Watching the Sunday morning news shows, or Bill O’Reilly, or the like, I realize I would not do very well. People are rapidly throwing around facts and pseudo-facts, often yelling over each other. It would create in me too much agita to think clearly. Later, I’d have some treppenwitz moments, thinking of what I SHOULD have said.

I’ll state my positions – say on this blog – and I’m sure there are people who like them, and people who don’t, and that’s fine. People – you or others – will have a reasonable response. Maybe we’ll change each other’s minds or maybe we won’t, but it’s OK because it seems to be done with a level of mutual respect.

Whereas on the Times Union blogs, or national newspaper websites, the conflict tends to escalate, with one side trying to out-shout the other. No one will be convinced of the position of the other, so what’s the point, really? I’ve posted some things on the TU site, where I made my initial observation, then others blithely go off in directions I hadn’t intended. I let them, but after a while, I get bored with it all. It seems futile.

Then there’s the uncertainty thing, the sign of a good humanities student. I certainly don’t pretend that I know all the answers – others may think so, but it’s not true – and I put forth the possibility, in SOME topics, that I could be at least partially mistaken.
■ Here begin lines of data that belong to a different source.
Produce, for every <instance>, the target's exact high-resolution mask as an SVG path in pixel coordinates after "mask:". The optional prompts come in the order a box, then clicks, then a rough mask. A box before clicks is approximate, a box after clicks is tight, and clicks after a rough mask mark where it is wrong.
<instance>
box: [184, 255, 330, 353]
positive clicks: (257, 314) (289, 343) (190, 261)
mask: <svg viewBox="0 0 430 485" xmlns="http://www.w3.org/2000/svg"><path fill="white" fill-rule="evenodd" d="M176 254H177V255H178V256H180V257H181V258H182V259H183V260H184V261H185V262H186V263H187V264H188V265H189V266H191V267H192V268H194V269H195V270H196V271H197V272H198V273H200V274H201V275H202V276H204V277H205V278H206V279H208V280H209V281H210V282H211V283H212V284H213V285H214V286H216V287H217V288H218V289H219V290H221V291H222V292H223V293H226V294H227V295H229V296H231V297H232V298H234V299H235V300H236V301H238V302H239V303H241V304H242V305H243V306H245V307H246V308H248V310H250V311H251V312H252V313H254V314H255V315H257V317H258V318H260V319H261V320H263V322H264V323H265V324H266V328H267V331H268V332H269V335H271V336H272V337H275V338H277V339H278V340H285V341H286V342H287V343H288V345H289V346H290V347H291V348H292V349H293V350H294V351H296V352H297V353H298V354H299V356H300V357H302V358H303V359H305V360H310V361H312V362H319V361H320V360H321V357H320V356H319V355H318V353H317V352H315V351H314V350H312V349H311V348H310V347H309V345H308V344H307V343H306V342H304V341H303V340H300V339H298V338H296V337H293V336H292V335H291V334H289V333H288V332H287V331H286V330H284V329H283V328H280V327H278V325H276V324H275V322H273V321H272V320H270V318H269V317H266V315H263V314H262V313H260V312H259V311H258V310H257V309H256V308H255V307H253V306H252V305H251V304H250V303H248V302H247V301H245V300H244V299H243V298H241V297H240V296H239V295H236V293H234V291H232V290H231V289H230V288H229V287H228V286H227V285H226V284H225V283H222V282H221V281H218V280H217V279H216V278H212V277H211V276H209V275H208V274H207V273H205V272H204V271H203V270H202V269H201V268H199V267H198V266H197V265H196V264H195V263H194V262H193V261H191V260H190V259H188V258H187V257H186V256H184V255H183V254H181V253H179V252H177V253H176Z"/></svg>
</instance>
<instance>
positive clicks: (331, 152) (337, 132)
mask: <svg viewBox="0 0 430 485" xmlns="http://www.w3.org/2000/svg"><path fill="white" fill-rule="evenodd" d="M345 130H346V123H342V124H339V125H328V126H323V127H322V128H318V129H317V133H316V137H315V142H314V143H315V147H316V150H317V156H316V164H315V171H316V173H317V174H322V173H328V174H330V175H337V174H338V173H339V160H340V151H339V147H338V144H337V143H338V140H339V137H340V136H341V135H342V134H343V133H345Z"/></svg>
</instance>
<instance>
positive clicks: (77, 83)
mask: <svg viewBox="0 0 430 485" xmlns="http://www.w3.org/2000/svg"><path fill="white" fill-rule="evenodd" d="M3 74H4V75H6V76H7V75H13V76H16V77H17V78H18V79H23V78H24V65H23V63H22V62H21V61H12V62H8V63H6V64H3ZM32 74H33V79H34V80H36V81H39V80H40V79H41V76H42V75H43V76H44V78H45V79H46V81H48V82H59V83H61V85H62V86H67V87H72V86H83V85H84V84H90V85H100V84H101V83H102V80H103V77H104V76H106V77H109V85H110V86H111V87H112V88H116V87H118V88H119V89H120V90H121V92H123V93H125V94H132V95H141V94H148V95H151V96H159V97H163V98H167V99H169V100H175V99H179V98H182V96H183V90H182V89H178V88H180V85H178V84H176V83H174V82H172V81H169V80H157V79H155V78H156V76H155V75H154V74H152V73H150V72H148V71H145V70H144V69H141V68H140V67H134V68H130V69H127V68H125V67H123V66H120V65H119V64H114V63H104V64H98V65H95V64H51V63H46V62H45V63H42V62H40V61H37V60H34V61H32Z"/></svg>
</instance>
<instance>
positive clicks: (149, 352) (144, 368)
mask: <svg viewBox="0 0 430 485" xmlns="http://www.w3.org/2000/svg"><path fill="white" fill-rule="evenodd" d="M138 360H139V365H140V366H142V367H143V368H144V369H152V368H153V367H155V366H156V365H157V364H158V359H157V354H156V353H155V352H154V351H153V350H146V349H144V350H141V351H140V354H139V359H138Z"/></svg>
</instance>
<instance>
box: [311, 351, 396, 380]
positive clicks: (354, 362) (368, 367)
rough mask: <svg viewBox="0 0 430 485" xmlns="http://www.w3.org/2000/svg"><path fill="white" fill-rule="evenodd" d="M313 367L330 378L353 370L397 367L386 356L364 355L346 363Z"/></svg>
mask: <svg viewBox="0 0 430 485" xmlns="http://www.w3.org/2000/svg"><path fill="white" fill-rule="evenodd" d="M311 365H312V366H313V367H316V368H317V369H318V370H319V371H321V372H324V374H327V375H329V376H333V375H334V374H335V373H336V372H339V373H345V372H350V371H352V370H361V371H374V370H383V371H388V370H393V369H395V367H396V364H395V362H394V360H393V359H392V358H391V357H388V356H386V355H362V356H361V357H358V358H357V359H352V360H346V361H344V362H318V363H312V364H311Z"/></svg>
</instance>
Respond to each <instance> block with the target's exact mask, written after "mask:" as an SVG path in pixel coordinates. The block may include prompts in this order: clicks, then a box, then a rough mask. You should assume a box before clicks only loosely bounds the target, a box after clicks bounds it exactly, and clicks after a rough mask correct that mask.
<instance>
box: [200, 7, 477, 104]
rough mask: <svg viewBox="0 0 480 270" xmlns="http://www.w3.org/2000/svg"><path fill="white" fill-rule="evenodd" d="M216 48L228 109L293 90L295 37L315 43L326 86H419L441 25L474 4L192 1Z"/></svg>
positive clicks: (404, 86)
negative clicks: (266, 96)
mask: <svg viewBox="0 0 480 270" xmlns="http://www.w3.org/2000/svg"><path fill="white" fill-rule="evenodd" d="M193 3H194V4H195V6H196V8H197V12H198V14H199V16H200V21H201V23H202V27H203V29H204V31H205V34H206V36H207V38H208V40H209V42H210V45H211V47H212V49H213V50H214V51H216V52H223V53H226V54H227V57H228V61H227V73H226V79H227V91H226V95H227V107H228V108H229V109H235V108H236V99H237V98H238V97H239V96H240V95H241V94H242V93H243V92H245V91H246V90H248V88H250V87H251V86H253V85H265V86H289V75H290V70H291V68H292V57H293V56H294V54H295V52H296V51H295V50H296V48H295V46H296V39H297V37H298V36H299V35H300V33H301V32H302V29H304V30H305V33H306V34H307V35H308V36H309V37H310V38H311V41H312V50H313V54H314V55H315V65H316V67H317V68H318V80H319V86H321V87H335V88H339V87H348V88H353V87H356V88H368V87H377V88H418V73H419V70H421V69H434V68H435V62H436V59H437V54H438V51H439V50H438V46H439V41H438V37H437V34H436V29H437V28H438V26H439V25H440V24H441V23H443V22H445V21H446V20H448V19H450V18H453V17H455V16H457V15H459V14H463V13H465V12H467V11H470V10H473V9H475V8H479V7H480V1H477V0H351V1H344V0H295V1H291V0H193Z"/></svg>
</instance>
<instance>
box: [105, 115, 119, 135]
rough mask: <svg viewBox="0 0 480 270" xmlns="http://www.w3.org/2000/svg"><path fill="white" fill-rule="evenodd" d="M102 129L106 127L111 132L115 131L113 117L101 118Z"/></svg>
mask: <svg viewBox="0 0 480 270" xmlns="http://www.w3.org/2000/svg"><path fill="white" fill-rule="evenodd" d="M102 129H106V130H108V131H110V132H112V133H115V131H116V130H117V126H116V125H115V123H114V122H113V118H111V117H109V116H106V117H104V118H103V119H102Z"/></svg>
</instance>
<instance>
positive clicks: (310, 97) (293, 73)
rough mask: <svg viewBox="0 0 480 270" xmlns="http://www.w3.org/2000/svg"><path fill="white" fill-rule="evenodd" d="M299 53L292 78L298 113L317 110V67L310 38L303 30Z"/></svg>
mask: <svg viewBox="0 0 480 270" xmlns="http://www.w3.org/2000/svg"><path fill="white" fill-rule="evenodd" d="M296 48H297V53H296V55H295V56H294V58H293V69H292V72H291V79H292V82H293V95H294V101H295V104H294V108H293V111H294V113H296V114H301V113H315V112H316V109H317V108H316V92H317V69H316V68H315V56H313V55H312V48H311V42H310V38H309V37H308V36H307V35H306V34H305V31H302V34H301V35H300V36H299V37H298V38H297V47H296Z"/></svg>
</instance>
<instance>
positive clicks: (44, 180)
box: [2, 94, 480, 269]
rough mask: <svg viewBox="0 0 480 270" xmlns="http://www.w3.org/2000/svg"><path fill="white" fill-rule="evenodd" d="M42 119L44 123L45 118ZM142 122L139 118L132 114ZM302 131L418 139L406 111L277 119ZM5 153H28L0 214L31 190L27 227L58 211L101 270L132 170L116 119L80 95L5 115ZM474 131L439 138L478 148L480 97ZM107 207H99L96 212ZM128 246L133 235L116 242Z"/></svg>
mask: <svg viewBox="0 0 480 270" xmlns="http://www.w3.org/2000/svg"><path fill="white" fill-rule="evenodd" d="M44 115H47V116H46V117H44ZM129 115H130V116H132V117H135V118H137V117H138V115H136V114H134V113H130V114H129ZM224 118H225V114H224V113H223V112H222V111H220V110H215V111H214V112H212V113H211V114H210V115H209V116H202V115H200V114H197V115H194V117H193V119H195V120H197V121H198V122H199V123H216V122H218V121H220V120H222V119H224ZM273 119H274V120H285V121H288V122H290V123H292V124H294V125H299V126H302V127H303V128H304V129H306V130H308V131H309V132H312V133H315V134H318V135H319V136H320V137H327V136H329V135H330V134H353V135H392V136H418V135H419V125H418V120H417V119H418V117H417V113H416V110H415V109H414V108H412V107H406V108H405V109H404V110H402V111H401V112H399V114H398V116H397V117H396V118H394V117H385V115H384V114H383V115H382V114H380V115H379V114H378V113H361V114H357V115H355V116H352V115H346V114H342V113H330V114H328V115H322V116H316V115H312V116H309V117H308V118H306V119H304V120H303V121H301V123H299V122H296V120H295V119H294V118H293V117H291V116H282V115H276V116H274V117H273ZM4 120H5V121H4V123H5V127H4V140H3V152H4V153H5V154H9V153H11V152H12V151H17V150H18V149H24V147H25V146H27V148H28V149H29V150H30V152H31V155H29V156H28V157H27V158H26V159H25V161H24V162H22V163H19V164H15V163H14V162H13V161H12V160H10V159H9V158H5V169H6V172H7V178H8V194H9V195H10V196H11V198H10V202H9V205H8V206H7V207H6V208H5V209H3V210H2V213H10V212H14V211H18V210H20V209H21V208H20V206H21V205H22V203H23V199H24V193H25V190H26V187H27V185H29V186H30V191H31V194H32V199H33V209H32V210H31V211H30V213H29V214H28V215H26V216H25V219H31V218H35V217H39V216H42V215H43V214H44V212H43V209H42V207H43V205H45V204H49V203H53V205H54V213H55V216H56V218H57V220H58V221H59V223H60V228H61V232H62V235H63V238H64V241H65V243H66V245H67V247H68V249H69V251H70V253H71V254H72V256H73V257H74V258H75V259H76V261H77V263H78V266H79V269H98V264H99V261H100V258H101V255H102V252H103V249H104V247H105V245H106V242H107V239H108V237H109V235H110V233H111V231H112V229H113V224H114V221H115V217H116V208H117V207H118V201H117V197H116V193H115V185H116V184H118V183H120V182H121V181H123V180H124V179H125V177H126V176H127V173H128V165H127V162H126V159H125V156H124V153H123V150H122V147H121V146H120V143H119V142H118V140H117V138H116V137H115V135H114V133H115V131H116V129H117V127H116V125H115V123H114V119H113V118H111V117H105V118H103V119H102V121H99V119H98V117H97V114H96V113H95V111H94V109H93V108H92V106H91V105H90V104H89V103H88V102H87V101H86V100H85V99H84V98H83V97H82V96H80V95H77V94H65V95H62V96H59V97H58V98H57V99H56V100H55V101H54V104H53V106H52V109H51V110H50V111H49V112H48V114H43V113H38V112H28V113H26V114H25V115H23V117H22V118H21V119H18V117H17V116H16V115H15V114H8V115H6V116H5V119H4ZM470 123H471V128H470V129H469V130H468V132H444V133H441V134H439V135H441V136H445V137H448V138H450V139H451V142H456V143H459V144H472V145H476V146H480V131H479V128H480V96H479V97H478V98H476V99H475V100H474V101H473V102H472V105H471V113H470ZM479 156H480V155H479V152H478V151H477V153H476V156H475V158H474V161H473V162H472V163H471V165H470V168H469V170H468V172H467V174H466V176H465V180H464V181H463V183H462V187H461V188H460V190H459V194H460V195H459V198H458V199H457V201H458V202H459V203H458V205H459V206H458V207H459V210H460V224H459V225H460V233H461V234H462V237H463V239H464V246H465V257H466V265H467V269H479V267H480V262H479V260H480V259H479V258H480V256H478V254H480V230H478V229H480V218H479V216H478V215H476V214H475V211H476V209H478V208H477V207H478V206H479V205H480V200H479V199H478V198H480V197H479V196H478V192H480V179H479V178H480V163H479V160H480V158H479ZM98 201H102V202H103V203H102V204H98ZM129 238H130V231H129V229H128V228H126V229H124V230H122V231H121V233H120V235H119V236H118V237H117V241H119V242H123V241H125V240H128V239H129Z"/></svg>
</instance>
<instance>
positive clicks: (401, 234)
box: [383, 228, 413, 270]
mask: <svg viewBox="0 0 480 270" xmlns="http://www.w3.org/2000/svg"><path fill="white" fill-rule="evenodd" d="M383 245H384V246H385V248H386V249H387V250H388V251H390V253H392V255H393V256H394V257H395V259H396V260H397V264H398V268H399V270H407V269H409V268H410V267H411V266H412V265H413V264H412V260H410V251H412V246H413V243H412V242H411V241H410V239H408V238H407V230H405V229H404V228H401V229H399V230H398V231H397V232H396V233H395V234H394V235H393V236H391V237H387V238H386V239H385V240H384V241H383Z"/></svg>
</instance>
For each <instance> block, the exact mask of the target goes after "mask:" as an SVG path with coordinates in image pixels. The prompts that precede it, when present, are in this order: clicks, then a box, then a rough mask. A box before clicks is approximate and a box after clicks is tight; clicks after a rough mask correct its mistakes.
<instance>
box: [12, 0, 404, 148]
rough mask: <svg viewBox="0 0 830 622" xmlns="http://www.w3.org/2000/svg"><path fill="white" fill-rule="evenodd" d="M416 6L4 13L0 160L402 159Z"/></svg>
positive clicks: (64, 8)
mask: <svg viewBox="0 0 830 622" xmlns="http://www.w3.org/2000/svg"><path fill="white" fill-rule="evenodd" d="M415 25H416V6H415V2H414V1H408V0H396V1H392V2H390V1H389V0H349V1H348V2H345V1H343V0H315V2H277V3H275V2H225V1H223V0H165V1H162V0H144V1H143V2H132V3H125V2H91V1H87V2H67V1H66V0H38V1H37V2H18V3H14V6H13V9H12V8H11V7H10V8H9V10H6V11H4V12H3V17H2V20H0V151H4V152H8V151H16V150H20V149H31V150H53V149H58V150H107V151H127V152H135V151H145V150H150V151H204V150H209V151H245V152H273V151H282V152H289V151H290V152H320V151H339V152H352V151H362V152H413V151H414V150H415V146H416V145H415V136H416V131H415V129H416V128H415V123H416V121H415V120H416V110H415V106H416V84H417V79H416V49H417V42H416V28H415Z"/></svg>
I don’t have the need to badger others about those things.

I’m an old political science major, but political arguing I find demoralizing. Often, “victory” is seen as stopping government, or a corporate entity under its jurisdiction, from doing what it ought not to have been doing in the first place.

None of this, though, is the REAL answer. The REAL answer is how I was raised. My mother was great with the aphorisms such as “You get more bees with honey than vinegar.” My father’s message is that the angry young black man thing doesn’t work well in a primarily white society.

I was always a GOOD kid. I had anger, but it was quite suppressed growing up. I expelled a LOT of it in my twenties, no small portion of it at my rather controlling father. And once I let it go, a lot of it was just gone. I just don’t get as angry as I used to; sad, frustrated, even occasionally in despair about the world The Daughter is going to inherit – pollution, global warming creating ecological catastrophes, economic and cultural inequality, to name a few. But anger just doesn’t work for me, most of the time.

In fact, anger makes me feel out of control. It’s been known to give me a raging headache. I’ve been told I look like a crazy person (crazier person?).

Interestingly, then, it means that the rate times I REALLY get angry, it’s usually more effective. If I’m a known hothead, then its effectiveness is compromised.